Este abril marca o vigésimo aniversário da catástrofe de Chernobyl, o pior acidente nuclear já visto. A explosão do reator, situado a 100 milhas ao norte de Kiev na Ucrânia, então parte da União Soviética, enviou uma nuvem radioativa ao redor do mundo. Esta nuvem continha 20 vezes o total de radiação desencadeado em Hiroshima.
Estimativas feitas na época pelo New Scientist magazine, de que 100 mil eventualmente morreriam como resultado direto e indireto do despejo radioativo, talvez tenha sido muito alto. Mas se o vento tivesse soprado na direção oposta naquele dia, rumo à densamente povoada cidade de Kiev ao invés de áreas esparsamente habitadas, o resultado poderia ter sido bem pior até mesmo das estimativas da New Scientist.
O reator de Chernobyl era de um tipo chamado RBMK, muitos dos quais ainda estão em operação nos estados da antiga União Soviética (o último reator da estação de Chernobyl foi desligado apenas 15 anos depois deste incidente).
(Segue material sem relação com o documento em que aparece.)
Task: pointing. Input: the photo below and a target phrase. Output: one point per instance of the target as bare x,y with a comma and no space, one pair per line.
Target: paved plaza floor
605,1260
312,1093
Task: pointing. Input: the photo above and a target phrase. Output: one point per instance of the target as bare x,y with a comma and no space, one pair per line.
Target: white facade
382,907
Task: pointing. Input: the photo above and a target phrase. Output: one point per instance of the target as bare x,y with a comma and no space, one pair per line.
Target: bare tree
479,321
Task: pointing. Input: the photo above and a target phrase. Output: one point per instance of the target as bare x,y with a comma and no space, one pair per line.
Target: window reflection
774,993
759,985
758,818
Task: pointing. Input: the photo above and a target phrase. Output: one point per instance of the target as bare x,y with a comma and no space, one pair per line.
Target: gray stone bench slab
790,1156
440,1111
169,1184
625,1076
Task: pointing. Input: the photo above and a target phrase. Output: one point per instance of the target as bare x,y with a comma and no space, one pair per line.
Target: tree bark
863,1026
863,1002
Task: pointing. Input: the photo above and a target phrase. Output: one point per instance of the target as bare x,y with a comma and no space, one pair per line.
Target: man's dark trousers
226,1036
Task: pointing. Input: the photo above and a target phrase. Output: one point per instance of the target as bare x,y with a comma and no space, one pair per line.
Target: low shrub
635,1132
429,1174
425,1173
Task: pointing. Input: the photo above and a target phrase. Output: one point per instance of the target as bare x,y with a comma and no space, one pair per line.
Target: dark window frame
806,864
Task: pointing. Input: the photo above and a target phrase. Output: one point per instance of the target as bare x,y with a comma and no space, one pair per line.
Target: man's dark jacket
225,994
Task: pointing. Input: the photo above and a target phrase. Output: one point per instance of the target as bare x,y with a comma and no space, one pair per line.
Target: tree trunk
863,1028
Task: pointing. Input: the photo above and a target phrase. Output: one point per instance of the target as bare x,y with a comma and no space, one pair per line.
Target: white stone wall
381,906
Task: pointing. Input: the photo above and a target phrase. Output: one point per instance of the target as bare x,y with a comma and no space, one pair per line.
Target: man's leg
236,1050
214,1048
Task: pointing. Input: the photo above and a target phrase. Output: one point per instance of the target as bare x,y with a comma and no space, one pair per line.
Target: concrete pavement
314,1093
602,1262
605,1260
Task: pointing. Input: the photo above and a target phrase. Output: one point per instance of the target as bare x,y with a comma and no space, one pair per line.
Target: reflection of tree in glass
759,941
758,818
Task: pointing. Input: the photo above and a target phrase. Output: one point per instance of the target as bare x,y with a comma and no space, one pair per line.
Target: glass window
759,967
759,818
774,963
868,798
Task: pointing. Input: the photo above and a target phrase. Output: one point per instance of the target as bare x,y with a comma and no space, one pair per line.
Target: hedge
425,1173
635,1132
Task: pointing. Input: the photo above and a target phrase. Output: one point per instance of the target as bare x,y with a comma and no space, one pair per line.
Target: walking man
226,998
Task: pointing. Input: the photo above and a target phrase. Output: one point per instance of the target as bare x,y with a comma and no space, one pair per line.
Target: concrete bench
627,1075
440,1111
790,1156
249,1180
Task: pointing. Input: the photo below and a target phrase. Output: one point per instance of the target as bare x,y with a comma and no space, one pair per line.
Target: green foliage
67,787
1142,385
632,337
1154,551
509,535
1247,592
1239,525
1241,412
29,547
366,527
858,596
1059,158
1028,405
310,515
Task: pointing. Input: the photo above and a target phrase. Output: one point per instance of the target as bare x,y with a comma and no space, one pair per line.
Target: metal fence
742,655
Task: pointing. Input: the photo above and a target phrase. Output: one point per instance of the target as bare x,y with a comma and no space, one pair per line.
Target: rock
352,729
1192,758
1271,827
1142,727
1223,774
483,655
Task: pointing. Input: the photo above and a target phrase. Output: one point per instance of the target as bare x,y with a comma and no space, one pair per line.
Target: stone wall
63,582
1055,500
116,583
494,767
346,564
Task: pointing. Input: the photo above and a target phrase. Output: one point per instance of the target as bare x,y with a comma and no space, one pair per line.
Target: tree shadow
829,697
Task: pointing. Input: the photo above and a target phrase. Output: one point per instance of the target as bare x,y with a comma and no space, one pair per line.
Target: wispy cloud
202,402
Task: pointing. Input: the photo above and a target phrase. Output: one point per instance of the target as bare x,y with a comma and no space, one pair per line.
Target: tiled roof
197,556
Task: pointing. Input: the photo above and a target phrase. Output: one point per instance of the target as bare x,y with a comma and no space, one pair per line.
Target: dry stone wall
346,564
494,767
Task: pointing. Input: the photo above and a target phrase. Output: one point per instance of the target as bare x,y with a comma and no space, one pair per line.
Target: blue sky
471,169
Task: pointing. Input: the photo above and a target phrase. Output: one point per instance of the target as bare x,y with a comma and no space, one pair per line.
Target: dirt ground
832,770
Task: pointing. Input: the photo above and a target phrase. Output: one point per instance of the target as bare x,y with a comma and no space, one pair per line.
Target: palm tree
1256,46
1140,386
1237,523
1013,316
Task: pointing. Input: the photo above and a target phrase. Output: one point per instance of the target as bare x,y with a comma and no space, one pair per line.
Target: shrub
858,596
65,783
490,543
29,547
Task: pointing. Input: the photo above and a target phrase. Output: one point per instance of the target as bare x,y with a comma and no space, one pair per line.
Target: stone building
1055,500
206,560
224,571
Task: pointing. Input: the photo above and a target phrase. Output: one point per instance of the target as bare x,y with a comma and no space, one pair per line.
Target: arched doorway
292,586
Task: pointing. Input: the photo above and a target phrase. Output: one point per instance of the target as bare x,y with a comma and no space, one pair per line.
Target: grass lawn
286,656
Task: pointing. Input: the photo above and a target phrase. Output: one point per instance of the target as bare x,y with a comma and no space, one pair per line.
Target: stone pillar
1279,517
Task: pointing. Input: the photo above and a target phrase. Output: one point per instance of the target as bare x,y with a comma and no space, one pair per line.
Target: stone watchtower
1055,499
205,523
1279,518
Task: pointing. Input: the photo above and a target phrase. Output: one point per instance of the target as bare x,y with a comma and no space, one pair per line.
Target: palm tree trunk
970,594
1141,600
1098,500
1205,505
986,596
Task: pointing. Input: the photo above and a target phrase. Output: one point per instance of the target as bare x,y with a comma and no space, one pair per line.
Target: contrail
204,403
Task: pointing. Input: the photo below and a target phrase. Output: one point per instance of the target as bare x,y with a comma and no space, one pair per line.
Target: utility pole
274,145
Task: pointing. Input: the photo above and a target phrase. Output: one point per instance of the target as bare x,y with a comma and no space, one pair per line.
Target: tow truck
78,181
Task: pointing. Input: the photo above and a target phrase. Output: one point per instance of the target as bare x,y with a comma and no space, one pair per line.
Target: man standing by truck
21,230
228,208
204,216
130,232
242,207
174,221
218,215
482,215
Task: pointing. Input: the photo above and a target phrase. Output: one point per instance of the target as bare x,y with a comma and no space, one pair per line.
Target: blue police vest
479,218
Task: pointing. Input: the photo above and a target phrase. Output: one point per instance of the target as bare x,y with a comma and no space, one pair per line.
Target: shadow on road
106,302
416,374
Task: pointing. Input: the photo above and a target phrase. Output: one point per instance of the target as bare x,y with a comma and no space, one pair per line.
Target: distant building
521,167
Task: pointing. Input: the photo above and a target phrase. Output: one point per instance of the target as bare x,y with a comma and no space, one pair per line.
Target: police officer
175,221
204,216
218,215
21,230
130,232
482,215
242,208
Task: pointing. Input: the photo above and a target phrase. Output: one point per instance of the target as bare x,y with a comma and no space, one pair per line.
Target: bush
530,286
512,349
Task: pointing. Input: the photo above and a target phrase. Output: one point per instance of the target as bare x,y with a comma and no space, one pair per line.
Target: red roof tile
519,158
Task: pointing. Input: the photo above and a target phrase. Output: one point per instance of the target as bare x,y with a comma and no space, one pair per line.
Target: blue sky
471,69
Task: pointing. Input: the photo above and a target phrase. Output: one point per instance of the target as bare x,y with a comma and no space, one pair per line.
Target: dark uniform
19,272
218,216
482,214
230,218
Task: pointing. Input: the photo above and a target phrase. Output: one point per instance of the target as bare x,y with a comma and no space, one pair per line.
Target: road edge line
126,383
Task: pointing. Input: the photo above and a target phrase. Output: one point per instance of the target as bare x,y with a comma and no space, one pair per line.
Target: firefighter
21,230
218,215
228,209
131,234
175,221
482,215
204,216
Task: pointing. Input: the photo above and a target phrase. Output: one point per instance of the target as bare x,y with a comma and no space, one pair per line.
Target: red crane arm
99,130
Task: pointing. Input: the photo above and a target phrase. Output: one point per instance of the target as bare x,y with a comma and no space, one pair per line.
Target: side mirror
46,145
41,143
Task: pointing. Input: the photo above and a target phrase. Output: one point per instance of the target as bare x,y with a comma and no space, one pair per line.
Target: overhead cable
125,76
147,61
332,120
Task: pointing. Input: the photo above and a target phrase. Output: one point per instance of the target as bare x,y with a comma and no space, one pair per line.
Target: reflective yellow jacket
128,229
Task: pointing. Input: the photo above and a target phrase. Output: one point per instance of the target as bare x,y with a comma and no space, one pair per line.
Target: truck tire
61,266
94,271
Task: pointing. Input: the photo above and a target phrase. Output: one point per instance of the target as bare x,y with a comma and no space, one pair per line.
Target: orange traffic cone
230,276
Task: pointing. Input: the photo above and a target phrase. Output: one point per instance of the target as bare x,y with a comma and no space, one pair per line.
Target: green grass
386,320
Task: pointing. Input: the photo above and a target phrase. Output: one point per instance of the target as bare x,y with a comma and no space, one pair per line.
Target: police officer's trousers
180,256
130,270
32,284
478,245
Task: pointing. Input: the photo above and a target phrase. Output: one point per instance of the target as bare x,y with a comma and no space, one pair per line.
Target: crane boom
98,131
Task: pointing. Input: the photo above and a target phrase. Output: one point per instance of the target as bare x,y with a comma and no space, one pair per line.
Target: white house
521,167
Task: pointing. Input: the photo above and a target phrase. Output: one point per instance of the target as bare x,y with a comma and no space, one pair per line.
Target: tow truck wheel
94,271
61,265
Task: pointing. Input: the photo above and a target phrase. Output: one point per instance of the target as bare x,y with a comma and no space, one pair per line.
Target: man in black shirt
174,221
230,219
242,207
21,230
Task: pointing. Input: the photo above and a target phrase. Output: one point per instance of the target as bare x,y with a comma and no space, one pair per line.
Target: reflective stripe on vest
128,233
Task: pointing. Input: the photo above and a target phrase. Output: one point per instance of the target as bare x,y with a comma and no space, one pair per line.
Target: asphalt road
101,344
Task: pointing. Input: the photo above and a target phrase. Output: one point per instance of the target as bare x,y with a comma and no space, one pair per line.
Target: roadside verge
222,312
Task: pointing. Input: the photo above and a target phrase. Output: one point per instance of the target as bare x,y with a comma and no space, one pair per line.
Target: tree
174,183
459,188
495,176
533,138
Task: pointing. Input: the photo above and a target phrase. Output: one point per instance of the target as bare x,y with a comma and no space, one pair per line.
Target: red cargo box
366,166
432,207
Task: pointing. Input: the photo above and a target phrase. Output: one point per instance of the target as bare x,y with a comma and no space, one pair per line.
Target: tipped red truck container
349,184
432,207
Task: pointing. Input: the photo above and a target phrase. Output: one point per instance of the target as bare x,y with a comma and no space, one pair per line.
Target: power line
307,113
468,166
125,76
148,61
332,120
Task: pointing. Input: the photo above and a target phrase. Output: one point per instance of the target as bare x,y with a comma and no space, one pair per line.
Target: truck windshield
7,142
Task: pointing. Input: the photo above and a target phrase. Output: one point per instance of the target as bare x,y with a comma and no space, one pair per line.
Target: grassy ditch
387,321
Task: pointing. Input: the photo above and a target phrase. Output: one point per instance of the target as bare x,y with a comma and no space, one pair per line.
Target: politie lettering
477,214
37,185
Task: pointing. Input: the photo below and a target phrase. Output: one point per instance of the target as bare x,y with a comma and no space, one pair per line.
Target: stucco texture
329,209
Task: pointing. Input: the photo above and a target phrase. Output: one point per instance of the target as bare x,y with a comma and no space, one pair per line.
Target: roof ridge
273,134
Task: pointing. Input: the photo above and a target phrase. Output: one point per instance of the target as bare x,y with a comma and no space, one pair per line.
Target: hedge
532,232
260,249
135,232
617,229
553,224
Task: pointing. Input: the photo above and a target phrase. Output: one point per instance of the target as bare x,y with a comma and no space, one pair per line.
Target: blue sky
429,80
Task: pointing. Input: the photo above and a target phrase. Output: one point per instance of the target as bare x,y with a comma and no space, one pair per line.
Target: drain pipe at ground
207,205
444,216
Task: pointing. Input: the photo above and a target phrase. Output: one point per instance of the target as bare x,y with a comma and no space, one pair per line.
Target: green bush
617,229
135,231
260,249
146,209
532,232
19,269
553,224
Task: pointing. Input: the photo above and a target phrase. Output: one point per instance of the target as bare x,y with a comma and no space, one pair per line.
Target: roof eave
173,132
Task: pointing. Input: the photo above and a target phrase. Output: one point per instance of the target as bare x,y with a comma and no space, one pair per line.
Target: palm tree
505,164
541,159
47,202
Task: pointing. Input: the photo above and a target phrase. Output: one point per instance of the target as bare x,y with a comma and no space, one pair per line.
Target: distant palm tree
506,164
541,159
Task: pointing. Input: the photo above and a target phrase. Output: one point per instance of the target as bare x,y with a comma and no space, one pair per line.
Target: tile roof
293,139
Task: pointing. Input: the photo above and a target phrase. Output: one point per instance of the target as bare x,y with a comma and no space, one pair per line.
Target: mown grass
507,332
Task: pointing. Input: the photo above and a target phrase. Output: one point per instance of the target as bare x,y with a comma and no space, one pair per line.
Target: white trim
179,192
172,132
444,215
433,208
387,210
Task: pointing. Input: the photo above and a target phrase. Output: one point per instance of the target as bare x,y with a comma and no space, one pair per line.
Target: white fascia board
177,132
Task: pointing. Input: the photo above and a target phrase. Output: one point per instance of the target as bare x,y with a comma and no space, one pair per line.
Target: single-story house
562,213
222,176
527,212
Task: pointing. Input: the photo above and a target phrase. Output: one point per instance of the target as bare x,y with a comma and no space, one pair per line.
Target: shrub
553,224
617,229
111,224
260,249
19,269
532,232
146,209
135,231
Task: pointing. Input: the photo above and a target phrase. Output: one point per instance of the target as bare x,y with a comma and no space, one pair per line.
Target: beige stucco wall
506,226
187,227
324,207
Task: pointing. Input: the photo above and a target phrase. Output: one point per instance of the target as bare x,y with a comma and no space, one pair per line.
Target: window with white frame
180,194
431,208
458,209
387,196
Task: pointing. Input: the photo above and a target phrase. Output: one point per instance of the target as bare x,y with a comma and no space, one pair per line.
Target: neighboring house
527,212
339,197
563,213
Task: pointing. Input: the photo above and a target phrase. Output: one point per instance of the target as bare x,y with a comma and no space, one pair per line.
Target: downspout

É inerentemente inseguro num reator nuclear ser desligado com alta temperatura e vapor sob pressão, mas foi isso o que aconteceu com o RBMK.
Neste tipo de reator, o combústivel de urânio é cercado pelo grafite, que absorve parte do calor da reação nuclear, um processo essencial para controlar sua velocidade. A água é bombeada atrás do combústivel e do grafite para absorver mais do calor, e o vapor produzido é usado para mover as turbinas para produzir eletricidade. Além disso, o grafite tem que ser cercado por gás hélio e nitrogênio para parar o incêndio no ar circundante. Se o grafite e o urânio rods entrarem em contato com o vapor uma explosão é possivel, produzindo uma nuvem de vapor radioativo. Isso é exatamente o que aconteceu em abril de 1986. A escala do acidente se tornou pior porque não havia nenhuma estrutura de contenção em torno do reator que pudesse impedir que o vapor escapasse para a atmosfera.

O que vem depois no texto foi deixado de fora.